3.3 Cold resistance test:
after 30min of the last administration, each group of mice was placed in a refrigerator at-18 ℃, and the number of deaths of the animals was observed after 60min, and the experimental results are shown in the following table:
influence of sturgeon bone peptide wine on cold resistance of mice with syndrome of kidney yang deficiency
X2The test was △ P < 0.05 compared to the normal control group.
It can be seen from the above table that, in the model of kidney-yang deficiency caused by hydrocortisone, the cold tolerance of the mice is obviously reduced, the cold tolerance of the mice with kidney-yang deficiency cannot be improved by the intragastric base liquor (including Feitian Maotai), and the cold tolerance of the mice with kidney-yang deficiency can be improved after the sturgeon bone peptide liquor is taken. Warp X2The test shows that the sturgeon bone peptide wine group has significant difference with the kidney-yang deficiency model group.

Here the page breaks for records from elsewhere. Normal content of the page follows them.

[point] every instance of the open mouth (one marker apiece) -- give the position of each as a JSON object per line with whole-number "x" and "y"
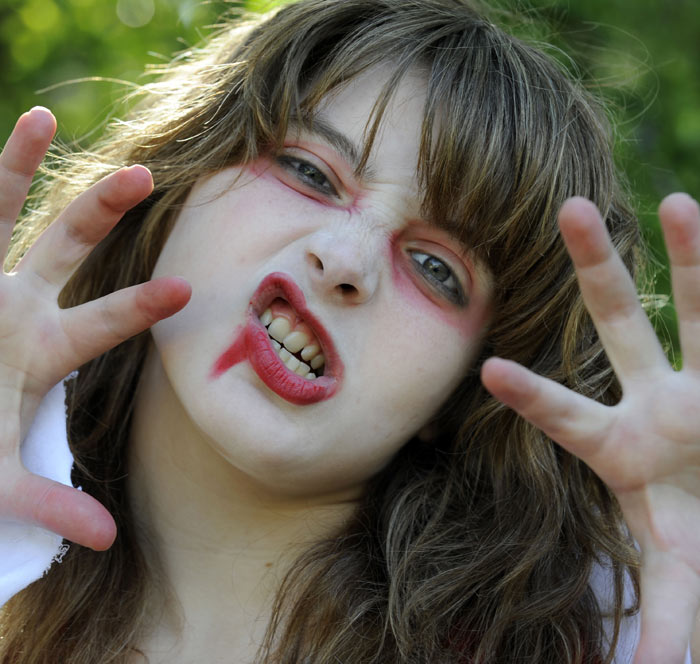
{"x": 287, "y": 346}
{"x": 294, "y": 341}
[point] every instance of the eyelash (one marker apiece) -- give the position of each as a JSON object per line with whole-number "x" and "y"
{"x": 454, "y": 293}
{"x": 295, "y": 165}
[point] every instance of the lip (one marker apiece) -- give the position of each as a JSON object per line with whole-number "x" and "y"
{"x": 253, "y": 343}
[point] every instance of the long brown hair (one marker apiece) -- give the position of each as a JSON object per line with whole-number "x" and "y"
{"x": 477, "y": 547}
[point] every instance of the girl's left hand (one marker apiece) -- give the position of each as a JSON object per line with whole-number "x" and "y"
{"x": 647, "y": 447}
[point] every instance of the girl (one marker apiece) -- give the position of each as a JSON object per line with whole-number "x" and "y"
{"x": 314, "y": 460}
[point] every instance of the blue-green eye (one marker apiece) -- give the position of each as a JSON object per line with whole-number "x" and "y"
{"x": 308, "y": 174}
{"x": 440, "y": 276}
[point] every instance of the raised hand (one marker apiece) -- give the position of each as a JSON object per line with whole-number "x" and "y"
{"x": 647, "y": 447}
{"x": 40, "y": 343}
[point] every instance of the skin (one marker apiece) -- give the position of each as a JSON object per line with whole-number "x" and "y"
{"x": 645, "y": 448}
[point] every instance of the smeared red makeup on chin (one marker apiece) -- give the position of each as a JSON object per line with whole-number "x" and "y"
{"x": 463, "y": 320}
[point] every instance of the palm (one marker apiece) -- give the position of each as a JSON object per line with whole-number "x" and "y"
{"x": 647, "y": 447}
{"x": 41, "y": 343}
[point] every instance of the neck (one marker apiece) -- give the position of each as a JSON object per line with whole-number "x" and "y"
{"x": 220, "y": 542}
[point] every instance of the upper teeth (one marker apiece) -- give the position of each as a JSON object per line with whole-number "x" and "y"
{"x": 293, "y": 341}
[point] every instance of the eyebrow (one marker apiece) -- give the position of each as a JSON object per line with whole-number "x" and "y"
{"x": 316, "y": 124}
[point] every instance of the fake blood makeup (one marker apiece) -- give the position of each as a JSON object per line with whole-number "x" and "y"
{"x": 281, "y": 303}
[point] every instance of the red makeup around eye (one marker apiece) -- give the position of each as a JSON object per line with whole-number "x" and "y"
{"x": 407, "y": 283}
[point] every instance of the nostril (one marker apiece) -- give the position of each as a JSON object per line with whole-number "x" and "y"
{"x": 316, "y": 262}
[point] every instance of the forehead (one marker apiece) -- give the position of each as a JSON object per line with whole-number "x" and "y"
{"x": 346, "y": 115}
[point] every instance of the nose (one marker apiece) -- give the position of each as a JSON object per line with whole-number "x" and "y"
{"x": 344, "y": 266}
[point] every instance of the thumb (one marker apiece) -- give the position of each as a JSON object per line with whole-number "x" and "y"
{"x": 670, "y": 600}
{"x": 64, "y": 510}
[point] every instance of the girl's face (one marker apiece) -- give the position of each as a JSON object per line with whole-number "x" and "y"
{"x": 384, "y": 308}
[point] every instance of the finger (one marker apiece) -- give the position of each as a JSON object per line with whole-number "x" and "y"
{"x": 670, "y": 592}
{"x": 19, "y": 160}
{"x": 575, "y": 422}
{"x": 609, "y": 292}
{"x": 87, "y": 220}
{"x": 63, "y": 510}
{"x": 680, "y": 219}
{"x": 99, "y": 325}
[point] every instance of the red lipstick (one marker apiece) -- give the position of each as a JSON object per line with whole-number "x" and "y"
{"x": 253, "y": 343}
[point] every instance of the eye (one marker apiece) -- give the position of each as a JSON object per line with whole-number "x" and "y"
{"x": 308, "y": 174}
{"x": 440, "y": 276}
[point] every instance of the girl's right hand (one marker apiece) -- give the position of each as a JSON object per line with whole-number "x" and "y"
{"x": 40, "y": 343}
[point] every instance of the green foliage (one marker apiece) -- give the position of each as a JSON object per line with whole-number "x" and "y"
{"x": 643, "y": 56}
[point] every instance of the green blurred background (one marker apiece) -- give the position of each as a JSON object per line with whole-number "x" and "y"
{"x": 643, "y": 56}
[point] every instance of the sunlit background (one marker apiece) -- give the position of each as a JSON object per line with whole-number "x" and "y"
{"x": 642, "y": 55}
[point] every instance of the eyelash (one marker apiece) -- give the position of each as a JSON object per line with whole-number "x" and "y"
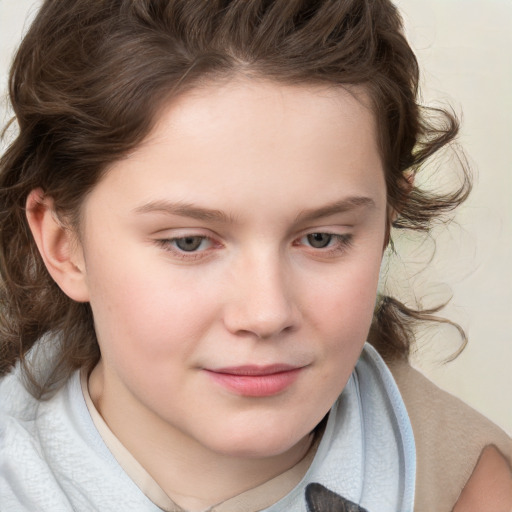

3.4 Effect on the weight of the immune organs of mice with syndrome of Experimental Kidney Yang deficiency
40 Kunming male mice with the age of 10-12 months and the weight of 50g +/-3 g are grouped and administered as above. After giving the wine half an hour on day 5, the spleen and thymus of the mice were then picked and weighed, and thymus (mg)/body weight (10g) and spleen (mg)/body weight (10g) were calculated and t-test was performed between groups. The results are detailed in the following table:
influence of sturgeon bone peptide wine on weight of immune organs of experimental kidney-yang deficiency mice
In the sturgeon bone peptide wine gavage experiment of example 2, the spleen dissection process is shown in fig. 5, and the thymus weighing process is shown in fig. 6.
It will be understood by those skilled in the art that the foregoing is only a preferred embodiment of the present invention, and is not intended to limit the invention, and that any modification, equivalent replacement, or improvement made within the spirit and principle of the present invention should be included in the scope of the present invention.